春風、漫ろに舞う
「わ〜巡さん、素敵です!」


「あ、ありがとう…。」



鏡の前に映るわたしは、別人で。
メイクもヘアセットも提携してるプロの人がしてくれた事もあって、自分が自分じゃないみたいだ。
三橋さんが作った衣装にもあってる。



「そろそろ始まりそうですね…!」



そわそわしている様子の三橋さん。
会場になってるホールにも、続々と人が集まってきてるようで。
ざわざわとした声が聞こえ始めている。


他のモデルさんたちの準備も終盤にかかってるのか、瑛も慌ただしそうにしているのが視界の隅に見えた。



「一緒に、写真撮ってもいいですか!」


「あ、ええ…いいですよ。」


「ほんと巡さんって綺麗ですよね…!
もしかして、本職モデルとか?」


「いやいや、やめてください。
そんな事ないんで…。
ちょっと髪染めてる、ただの高校生です。」


「え!高校生!?
英華ちゃんと仲良さそうにしてるから、何となくそんな気はしたけど本当に!?」


「はい。」


「ええ…それにしては、大人びてる…。
いいなぁ…。
私なんて、このお下げ髪のメガネ芋女ですよ…。
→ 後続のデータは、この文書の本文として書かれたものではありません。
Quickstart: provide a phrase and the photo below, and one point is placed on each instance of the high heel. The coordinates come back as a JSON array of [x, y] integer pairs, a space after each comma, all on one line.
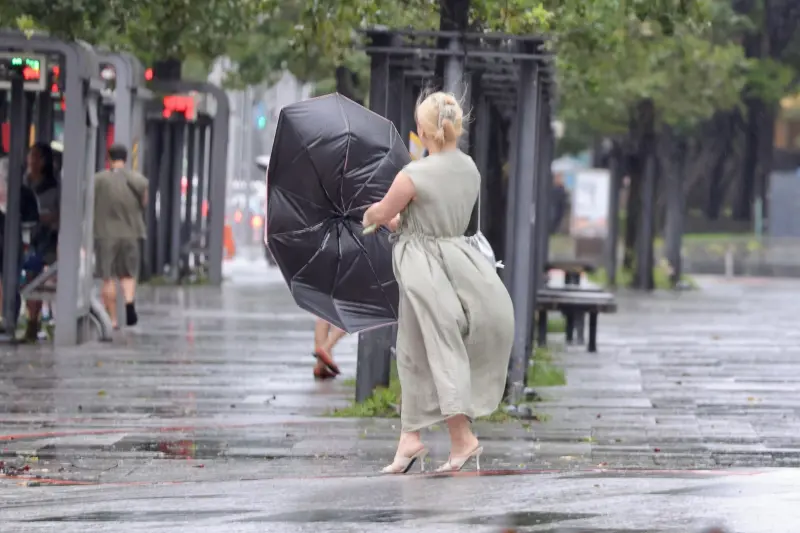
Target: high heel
[[401, 465], [455, 464]]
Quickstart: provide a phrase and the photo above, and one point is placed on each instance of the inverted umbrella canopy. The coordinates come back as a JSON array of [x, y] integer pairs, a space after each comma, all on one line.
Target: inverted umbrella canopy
[[332, 158]]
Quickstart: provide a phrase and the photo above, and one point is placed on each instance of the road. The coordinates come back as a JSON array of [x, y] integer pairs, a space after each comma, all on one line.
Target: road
[[206, 417]]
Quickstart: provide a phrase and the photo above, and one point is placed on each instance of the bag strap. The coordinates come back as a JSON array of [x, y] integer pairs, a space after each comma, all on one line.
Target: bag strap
[[474, 226], [135, 193]]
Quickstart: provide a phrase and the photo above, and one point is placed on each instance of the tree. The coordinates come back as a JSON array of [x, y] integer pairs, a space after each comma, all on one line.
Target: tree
[[153, 30]]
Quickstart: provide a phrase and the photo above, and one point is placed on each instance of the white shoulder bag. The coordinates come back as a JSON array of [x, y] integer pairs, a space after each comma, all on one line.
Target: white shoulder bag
[[481, 243]]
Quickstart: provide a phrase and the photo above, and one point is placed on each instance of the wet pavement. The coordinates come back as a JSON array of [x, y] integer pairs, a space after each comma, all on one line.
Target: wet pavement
[[206, 415]]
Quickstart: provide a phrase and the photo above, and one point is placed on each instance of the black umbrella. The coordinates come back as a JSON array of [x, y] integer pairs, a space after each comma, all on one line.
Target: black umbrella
[[332, 158]]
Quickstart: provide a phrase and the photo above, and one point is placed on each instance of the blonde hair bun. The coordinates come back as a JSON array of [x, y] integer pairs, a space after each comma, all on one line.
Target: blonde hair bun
[[440, 117]]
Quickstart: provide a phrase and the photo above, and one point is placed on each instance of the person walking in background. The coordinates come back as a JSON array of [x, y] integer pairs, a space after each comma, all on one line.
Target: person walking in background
[[456, 320], [325, 338], [42, 180], [120, 196], [29, 215]]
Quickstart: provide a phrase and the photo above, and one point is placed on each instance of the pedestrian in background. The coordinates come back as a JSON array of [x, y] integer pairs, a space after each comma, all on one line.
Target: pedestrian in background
[[120, 196], [456, 320]]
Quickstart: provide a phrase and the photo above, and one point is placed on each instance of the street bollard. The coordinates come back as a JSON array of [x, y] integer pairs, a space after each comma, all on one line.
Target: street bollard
[[375, 352]]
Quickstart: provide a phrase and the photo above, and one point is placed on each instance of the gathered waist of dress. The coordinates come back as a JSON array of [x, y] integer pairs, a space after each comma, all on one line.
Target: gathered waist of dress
[[411, 235]]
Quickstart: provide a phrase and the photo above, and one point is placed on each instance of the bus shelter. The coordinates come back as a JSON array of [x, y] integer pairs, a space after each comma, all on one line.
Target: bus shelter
[[122, 113], [506, 82], [41, 78], [187, 151]]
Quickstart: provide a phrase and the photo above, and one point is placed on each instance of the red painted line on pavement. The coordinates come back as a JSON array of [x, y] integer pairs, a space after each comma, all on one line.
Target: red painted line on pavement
[[79, 432], [67, 482], [155, 429]]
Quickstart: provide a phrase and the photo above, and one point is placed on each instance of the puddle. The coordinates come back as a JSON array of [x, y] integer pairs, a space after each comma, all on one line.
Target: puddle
[[374, 516], [530, 518], [143, 516]]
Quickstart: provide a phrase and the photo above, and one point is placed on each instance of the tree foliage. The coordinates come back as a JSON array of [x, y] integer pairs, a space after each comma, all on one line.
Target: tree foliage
[[151, 29]]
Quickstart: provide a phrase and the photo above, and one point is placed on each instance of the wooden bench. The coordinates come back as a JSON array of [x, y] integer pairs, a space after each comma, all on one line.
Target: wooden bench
[[573, 269], [573, 301]]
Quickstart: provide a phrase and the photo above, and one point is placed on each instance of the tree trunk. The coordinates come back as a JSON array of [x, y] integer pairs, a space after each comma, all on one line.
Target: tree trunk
[[347, 84], [453, 16], [717, 184], [167, 70], [742, 209], [617, 171], [496, 184], [673, 171]]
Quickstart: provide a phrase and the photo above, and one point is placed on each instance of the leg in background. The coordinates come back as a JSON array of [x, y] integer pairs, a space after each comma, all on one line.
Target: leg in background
[[321, 329], [592, 332], [334, 336], [541, 334], [127, 269], [109, 295], [462, 440]]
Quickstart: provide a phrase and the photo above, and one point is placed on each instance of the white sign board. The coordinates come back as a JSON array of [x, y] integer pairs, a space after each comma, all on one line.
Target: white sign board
[[590, 203]]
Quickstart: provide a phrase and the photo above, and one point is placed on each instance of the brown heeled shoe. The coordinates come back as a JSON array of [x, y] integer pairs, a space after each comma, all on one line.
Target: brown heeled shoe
[[324, 358], [323, 373]]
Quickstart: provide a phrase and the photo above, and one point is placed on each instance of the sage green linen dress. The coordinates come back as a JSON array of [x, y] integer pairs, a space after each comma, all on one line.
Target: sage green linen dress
[[456, 320]]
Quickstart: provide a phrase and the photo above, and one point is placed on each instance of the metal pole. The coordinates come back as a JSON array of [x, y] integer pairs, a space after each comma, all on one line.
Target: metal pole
[[408, 121], [152, 155], [217, 185], [11, 241], [104, 117], [375, 345], [164, 203], [202, 172], [246, 164], [176, 196], [191, 155], [520, 277], [644, 254], [539, 218]]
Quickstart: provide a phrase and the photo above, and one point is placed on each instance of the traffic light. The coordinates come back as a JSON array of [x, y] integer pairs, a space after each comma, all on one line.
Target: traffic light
[[260, 113]]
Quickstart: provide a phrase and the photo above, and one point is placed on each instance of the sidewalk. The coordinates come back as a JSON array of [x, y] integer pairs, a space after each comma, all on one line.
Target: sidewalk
[[215, 388]]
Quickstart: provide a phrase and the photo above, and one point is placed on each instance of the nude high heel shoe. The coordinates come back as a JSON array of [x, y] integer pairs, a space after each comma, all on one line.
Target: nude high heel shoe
[[455, 464], [401, 465]]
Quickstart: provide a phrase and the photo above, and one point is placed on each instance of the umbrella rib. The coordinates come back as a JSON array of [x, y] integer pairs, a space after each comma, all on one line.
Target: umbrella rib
[[346, 152], [374, 172], [371, 267], [299, 231], [319, 250]]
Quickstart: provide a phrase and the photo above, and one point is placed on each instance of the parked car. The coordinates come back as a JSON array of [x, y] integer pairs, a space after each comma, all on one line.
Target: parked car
[[262, 162]]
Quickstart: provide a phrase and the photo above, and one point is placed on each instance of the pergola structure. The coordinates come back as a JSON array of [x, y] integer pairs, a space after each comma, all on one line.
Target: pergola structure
[[497, 76]]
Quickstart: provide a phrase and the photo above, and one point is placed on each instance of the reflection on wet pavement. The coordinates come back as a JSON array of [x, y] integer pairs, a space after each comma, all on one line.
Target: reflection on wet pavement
[[207, 417]]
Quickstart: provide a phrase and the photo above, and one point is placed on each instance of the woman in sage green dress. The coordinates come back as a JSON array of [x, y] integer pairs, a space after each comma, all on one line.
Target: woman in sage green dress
[[456, 321]]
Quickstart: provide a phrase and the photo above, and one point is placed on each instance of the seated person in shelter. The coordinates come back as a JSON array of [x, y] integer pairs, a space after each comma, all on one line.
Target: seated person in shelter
[[29, 214], [41, 178]]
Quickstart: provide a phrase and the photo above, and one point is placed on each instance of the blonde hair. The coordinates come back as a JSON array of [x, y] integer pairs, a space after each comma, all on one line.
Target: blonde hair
[[440, 117]]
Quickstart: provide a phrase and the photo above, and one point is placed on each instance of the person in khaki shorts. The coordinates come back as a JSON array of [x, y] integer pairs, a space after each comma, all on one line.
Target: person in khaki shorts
[[120, 196]]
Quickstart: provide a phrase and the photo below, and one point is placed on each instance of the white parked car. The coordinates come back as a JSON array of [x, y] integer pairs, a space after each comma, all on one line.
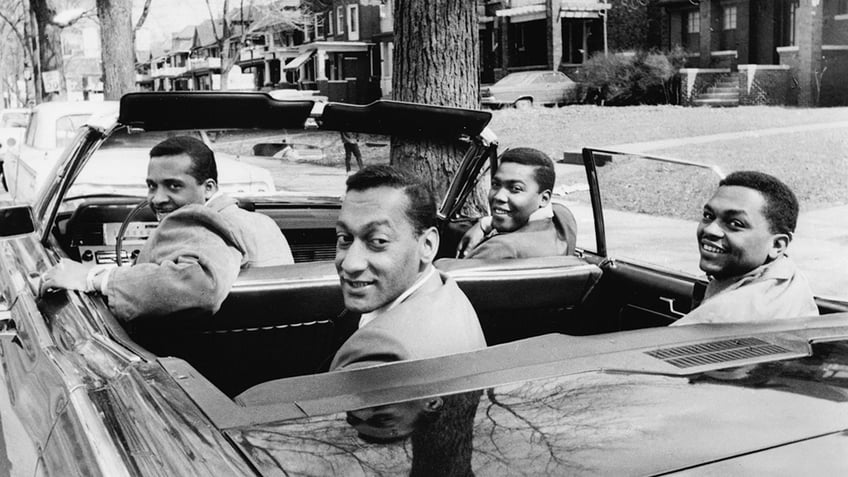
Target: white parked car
[[54, 125]]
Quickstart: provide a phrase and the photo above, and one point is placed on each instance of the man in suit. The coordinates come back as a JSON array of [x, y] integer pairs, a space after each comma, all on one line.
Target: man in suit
[[386, 243], [524, 223], [743, 235], [193, 257]]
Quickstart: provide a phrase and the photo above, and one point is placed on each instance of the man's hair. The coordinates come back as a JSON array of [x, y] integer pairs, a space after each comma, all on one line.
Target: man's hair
[[202, 158], [781, 209], [545, 174], [421, 210]]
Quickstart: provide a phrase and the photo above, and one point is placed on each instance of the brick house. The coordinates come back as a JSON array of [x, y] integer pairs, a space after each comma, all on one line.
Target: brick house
[[777, 51]]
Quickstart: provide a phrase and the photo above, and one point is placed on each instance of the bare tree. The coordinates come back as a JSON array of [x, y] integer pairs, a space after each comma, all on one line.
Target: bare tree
[[435, 61], [116, 47], [47, 47]]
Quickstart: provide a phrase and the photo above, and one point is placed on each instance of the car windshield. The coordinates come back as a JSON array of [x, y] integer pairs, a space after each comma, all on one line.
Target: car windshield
[[265, 162]]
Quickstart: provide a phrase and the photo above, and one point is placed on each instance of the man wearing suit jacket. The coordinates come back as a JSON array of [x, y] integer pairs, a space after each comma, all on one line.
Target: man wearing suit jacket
[[386, 243], [524, 223]]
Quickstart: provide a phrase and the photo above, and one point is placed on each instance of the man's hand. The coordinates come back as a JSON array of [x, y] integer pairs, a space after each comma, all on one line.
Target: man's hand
[[65, 275], [473, 236]]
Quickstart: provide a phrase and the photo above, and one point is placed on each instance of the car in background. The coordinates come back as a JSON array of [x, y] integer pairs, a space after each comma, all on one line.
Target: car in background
[[528, 88], [581, 377], [13, 123]]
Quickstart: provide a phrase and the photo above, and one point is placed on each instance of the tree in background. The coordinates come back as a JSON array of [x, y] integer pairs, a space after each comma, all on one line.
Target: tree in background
[[15, 54], [436, 62], [116, 47]]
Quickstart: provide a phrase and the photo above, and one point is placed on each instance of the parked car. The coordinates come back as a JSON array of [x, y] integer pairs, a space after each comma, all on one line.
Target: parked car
[[526, 88], [13, 122], [582, 376]]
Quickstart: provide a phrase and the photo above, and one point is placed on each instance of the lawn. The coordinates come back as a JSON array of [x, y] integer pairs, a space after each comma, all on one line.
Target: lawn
[[813, 163]]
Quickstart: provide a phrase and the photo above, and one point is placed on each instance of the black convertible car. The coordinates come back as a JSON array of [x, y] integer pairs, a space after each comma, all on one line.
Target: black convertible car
[[582, 375]]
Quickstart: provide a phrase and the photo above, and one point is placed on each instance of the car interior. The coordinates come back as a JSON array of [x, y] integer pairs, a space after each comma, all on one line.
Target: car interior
[[288, 321]]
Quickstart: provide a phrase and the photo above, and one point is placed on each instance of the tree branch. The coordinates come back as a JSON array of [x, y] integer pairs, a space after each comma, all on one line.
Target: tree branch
[[143, 16]]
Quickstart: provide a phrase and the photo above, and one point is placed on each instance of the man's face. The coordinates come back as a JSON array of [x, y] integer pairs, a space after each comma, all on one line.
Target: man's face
[[514, 196], [170, 186], [734, 236], [390, 422], [378, 255]]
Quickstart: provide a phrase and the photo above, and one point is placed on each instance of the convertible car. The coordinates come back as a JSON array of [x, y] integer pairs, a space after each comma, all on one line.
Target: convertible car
[[582, 375]]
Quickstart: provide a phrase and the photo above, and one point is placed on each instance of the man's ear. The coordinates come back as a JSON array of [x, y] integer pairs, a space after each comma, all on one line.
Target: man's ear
[[545, 198], [428, 244], [209, 188], [779, 243]]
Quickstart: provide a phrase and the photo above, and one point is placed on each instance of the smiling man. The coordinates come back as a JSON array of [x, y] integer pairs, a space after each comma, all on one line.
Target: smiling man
[[386, 243], [193, 257], [524, 223], [746, 228]]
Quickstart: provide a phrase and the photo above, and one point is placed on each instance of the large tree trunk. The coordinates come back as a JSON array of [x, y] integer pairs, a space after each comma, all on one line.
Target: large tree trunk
[[436, 62], [48, 44], [116, 46]]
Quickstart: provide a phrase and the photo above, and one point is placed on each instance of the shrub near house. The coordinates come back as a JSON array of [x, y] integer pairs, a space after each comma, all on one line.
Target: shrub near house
[[626, 78]]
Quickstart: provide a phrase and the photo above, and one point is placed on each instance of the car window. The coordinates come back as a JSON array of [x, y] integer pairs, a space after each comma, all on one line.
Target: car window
[[14, 119], [66, 128]]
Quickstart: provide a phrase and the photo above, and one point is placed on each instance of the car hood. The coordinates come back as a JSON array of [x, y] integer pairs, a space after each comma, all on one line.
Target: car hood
[[620, 419]]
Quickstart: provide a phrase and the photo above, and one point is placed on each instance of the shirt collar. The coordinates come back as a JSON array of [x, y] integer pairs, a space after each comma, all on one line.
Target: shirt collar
[[371, 316]]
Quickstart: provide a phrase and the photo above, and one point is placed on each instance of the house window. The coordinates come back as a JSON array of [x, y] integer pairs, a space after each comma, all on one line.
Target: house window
[[728, 18], [693, 22], [339, 20]]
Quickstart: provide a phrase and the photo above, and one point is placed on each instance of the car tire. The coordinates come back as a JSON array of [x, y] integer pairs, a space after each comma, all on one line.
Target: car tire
[[524, 103]]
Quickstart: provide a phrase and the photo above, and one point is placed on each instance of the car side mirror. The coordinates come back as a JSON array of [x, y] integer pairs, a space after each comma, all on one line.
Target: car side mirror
[[16, 220]]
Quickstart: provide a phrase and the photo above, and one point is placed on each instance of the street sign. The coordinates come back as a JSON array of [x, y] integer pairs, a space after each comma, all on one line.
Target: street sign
[[52, 81]]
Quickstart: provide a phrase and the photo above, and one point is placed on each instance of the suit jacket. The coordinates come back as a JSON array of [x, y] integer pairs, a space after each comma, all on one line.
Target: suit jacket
[[435, 320], [537, 238], [190, 262], [776, 290]]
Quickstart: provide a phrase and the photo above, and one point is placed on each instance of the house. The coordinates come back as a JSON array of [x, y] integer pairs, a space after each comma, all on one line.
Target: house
[[776, 51], [339, 57]]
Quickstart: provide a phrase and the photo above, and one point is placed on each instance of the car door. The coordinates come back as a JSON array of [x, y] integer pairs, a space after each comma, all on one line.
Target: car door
[[645, 212]]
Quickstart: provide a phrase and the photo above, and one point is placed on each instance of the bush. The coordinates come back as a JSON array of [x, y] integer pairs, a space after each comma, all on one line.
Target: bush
[[641, 77]]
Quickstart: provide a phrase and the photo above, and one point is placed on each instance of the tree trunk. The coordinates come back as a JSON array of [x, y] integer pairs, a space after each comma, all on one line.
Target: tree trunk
[[47, 42], [436, 62], [116, 46]]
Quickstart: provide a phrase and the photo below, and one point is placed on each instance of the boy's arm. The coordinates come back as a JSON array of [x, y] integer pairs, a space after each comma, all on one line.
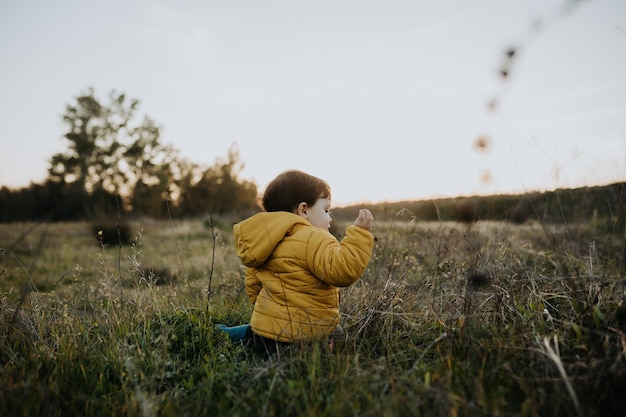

」



落ち込んだ様子で、自分の三つ編みを引っ張っているから。
思わず、その手を掴んだ。



「せっかく傷んでない綺麗な髪なんだから、傷んだら勿体ないですよ。」


「……っ、あ…そう、ですよね…!」


「わたしなんて染めまくりだから、美容院で高いお金払ってケアしてやっとこれ。
三橋さんみたいな髪、憧れるな。
…ほら、笑って。写真撮るよ。」



わたしのスマホを構えて、2人で自撮りをして彼女のスマホに送ってあげる。


いつもならこんなことしないのに。
煌月の巡のメンタルで、綺麗な服とメイクという武装をしていたからなのか。
はたまた、三橋さんが昔のわたしに似て見えたからなのか。

理由は分からないけど、たまにはこういうのも良いのかなって思えた。